Figures for sales tax collections do not reflect the two-month state sales tax holiday on food that Gov. Kay Ivey signed into law for May 1 through June 30, according to the dashboard.
Income tax collections remain flat
Collections from the largest source of state education revenue, income tax, also remained flat through May, down 0.04% year over year and totaling $4.8 billion for the year to date.
Year-over-year income tax collections have been more variable than sales tax collections, declining as much as 15% in October, then fluctuating month to month between a loss of 2% and a gain of 2%.
The chart below shows year-to-date income tax collections. Click here if you’re unable to see the chart.
Alabama is not alone in seeing slower or uneven revenue growth.
The National Association of State Budget Officers’ spring survey showed 29 states with fiscal 2026 revenues exceeding original forecasts, nine states reported revenue collections were on target and 11 states reported revenue was below original estimates at the time the survey was given.
Meeting FY26, FY27 obligations
Despite the slower sales tax collections, Mackey said he isn’t concerned about ETF revenue hitting the mark for the current or coming fiscal year. But longer-term trends matter, he said, as lawmakers and education officials look ahead to the cost of continuing statewide programs.
Those include TEAMS, which pays additional salary to qualifying middle and high school math and science teachers, and a program to support the development of school principals.
State lawmakers have invested heavily in the state’s early literacy and math initiatives, including teacher training, reading and math coaches and new curricular materials aligned with Alabama’s academic standards.
“We’re always thinking about the legacy programs,” he said. “What’s it cost to continue them?”
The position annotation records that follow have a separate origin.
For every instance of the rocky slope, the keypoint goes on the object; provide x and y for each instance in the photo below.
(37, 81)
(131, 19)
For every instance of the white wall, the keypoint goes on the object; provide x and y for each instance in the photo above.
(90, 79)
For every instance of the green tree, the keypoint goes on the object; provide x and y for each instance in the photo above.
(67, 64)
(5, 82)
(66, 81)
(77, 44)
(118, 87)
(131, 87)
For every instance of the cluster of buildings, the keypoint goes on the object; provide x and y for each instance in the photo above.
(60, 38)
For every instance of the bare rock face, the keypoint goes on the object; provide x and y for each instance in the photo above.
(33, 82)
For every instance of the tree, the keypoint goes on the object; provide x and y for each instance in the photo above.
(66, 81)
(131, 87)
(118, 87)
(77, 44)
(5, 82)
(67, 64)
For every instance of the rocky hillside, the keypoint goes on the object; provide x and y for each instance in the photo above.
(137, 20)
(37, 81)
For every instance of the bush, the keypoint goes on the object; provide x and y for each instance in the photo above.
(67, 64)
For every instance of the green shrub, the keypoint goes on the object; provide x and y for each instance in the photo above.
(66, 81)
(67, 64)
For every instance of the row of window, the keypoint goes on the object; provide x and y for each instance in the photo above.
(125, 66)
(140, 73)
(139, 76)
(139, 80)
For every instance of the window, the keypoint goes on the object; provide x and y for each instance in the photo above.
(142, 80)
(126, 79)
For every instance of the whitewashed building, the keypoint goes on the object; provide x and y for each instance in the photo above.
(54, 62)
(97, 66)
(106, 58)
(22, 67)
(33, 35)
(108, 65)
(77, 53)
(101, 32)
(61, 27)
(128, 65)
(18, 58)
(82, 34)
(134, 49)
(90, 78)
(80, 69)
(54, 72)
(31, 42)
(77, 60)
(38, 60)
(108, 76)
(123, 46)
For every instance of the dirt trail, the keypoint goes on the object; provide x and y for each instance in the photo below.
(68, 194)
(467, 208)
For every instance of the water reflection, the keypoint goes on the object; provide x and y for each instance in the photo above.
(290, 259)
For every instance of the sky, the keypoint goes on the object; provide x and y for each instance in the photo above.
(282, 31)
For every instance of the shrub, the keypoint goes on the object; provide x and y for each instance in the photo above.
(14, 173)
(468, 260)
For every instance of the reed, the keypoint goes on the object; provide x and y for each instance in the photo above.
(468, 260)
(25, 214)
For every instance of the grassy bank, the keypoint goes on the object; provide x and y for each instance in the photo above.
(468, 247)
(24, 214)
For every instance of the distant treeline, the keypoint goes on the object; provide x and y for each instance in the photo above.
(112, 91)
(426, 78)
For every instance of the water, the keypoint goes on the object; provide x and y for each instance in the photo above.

Sen. Arthur Orr, R-Decatur, who chairs the Senate education budget committee, said sales tax collections are worth watching, but said the state’s budget structure gives lawmakers room to manager slower growth.
“Sales taxes are definitely a concern,” Orr said. “But I think it’s still important to look at the broader picture.”
Orr pointed to the state’s practice of not budgeting every dollar or available revenue. Under state law, annual ETF spending growth is capped, with revenue above that cap flowing into reserve or special-purpose accounts.
“That’s the impact of not budgeting to the revenues,” Orr said. “We capped it…to the 5.75% growth, and after that everything is put into special spend accounts that are always conditioned on what kind of revenue we receive.”
Those accounts include the ETF Budget Stabilization Fund and other education-related funds lawmakers have used to support one-time spending, including recent investments tied to the RAISE Act – which provides additional monies to K-12 schools targeted at student needs – and the CHEER Act – which provides outcomes-based funding to eligible colleges and universities.
“I think we’ve got a manageable situation here,” Orr said.
The dashboard shows the ETF needs $2.9 billion from June through September to meet $11.95 billion in budgeted obligations for FY26. That includes the $9.9 billion regular education budget and other obligations.
Lawmakers approved a $10.5 billion education budget for FY27, which begins Oct. 1.
The chart below, a screenshot of the state’s fiscal dashboard, shows each year’s collections from October through May since 2021. Click this link for the interactive dashboard.

The FY26 target should be reachable if ETF revenue performs as it did last year, when the fund collected $3.9 billion during the final four months of FY25.
The table below shows total ETF collections are essentially flat at this point in the fiscal year compared with the same point last year. Click here if you’re unable to see the table.
While ETF collections were essentially flat, the state’s General Fund was up through May. Through May 31, gross receipts totaled $2.4 billion, compared with $2.3 billion at the same point last year, an increase of 4.05%.
However, the General Fund is facing pressure from several directions, including expected increases in costs to administer the federal food assistance program known as SNAP.